Mo Reads: Issue 2
The first issue was perhaps a bit too long. This time round I’m aiming for succinct commentary. (A newsletter, after all, is an infinite game.)
Links:
Partial Derivatives and Partial Narratives by John Nerst (2,700 words, 11 mins)
Compress to impress by Eugene Wei (3,600 words, 15 mins)
The lava layer antipattern by Mike Hadlow (1,800 words, 7 mins)
The physics of space war by Rebecca Reesman et al (10,000 words, 40 mins)
Three wild speculations from amateur quantitative macrohistory by Luke Muehlhauser (1,200 words, 5 mins)
Message length by Zack Davis (3,000 words, 12 mins)
Could a Quantum Computer Have Subjective Experience? by Scott Aaronson (6,800 words, 27 mins)
There’s no such thing as a tree (phylogenetically) by Georgia Ray (2,100 words, 8 mins)
What is the upper limit of value? by David Manheim et al (15,000 words, 60 mins)
Shopping for happiness by Jacob Falkovich (3,000 words, 12 mins)
Partial Derivatives and Partial Narratives by John Nerst (2,700 words, 11 mins): reality’s causal dynamics is complicated, far too multivariate for our puny brains, having no obligation to make sense. Narratives are stories of events/entities and their causal relationships, chains of “X caused Y” simple enough to fit into our brains. So representing reality via narratives is like taking partial derivatives of multivariate functions. Implications: (1) when integrating over narratives to reconstruct (get ideas about) reality, you have no idea how complicated or significant the “integration constant” is, since derivatives/narratives destroy information; (2) sometimes there’s no such thing as “the right narrative” (even if they contradict each other), just like how there’s no such thing as “the right partial derivative” (they’re all correct), so savage political fights can happen without any factual or value disagreement; (3) disagreeing on signal vs noise is like differentiating w.r.t different variables. So (John argues) e.g. Ayn Rand isn’t right/wrong so much as ridiculously partial, like all good propaganda pieces are.
Compress to impress by Eugene Wei (3,600 words, 15 mins): org leaders face Chinese whisper problems in strategic alignment, which get horrible at scale.

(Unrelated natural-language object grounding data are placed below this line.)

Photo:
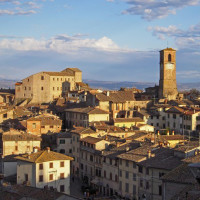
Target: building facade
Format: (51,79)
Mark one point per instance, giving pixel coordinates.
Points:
(44,87)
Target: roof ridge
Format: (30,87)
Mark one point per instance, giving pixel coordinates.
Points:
(39,156)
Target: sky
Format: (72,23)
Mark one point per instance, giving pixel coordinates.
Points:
(109,40)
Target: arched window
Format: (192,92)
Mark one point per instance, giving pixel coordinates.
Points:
(110,176)
(169,57)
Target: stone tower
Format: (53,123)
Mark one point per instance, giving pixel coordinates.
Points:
(167,83)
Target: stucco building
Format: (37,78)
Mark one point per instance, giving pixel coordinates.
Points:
(44,87)
(44,169)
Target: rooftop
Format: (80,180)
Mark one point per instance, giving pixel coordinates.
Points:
(43,156)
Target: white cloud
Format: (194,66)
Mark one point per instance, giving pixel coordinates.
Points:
(63,44)
(157,9)
(184,39)
(22,7)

A time-tested solution to ensuring message integrity in lossy media (oral traditions, hierarchies) is to encode it in a distinctive format; this is the thrust of rhetorical tricks like rhythms and rhymes. One of Jeff Bezos’ great strengths as a communicator was in encoding Amazon’s most important strategies in concise memorable form, like “Day 1”, “resist proxies”, and “high-velocity decision making”, all arising from pressing needs in the moment. Jeff understood, argues Eugene (an early employee at Amazon), that time spent deriving the right words to package a key concept memorably, so people would say what he’d say when he wasn’t in the room, was time well spent. (Interestingly, his information inflows was the opposite: minimally compressed raw data.) Other great leaders do this too: “lean in”, “yes we can”, “move fast and break things”, “I have a dream”, “software is eating the world”, “information wants to be free” etc.

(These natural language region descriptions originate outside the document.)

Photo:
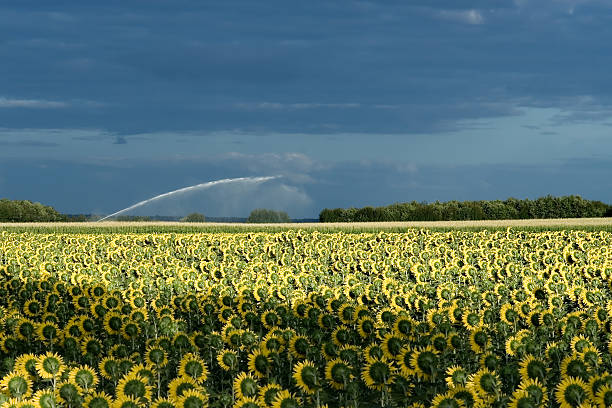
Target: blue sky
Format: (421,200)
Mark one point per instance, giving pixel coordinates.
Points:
(354,103)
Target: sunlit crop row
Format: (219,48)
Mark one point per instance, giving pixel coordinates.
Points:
(306,319)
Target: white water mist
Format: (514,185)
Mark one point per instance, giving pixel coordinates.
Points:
(191,188)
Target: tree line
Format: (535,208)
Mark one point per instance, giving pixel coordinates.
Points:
(572,206)
(27,211)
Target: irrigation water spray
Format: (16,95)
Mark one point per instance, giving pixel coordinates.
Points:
(190,188)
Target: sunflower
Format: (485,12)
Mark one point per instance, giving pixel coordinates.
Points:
(535,389)
(508,314)
(249,402)
(69,394)
(522,399)
(127,402)
(130,330)
(259,363)
(193,366)
(193,398)
(134,386)
(446,400)
(580,343)
(98,400)
(156,356)
(270,319)
(298,346)
(25,329)
(32,308)
(571,392)
(479,340)
(471,319)
(179,385)
(424,361)
(109,368)
(245,385)
(403,326)
(228,360)
(268,393)
(17,384)
(164,403)
(306,376)
(484,383)
(392,345)
(366,326)
(405,361)
(591,356)
(456,376)
(603,398)
(85,378)
(532,368)
(338,373)
(50,366)
(45,398)
(285,399)
(26,363)
(574,366)
(597,382)
(272,344)
(346,313)
(377,374)
(91,346)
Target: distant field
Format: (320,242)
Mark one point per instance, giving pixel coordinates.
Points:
(162,226)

The lava layer antipattern by Mike Hadlow (1,800 words, 7 mins): successive well-intentioned changes to architecture and technology throughout an application’s lifetime can result in a codebase that’s fragmented and hard to maintain; sometimes it’s better to favor consistent legacy tech. “Lava layer” refers to how a hypothetical codebase visualization would look like half-breadth lava layers of different patterns/tech solving the same problem in different places. Mike notes that it’s “especially prevalent in situations where the software is large, mission critical, long-lived and where there is high staff turn-over”. One way to mitigate against this antipattern is to acknowledge that we may never finish refactoring. Also called spaghetti towers; pervasive in evolutions and bureaucracies not just software. It’s one form of technical debt.
The physics of space war by Rebecca Reesman et al (10,000 words, 40 mins): Star Wars dogfights make for great cinema, but won’t be how real space engagements are fought due to orbital dynamics constraints. 5 key concepts: (1) satellites move quickly, (2) satellites move predictably, (3) satellites maneuver slowly, (4) space is big, and (5) timing is everything. Different paradigm: unlike on earth where competitors fight to dominate a physical location, in space nobody occupies a single location over time, so instead focus on reducing/eliminating enemy satellite capabilities (comms, nav, intel). Goals: deceive, disrupt/degrade/deny capability, deter/defend against counterattacks. Weapons: kinetic vs standoff, ground- vs space-based, reversible or not. Because space is big, engagements are either intense or long not both. Too much to summarize, check it out!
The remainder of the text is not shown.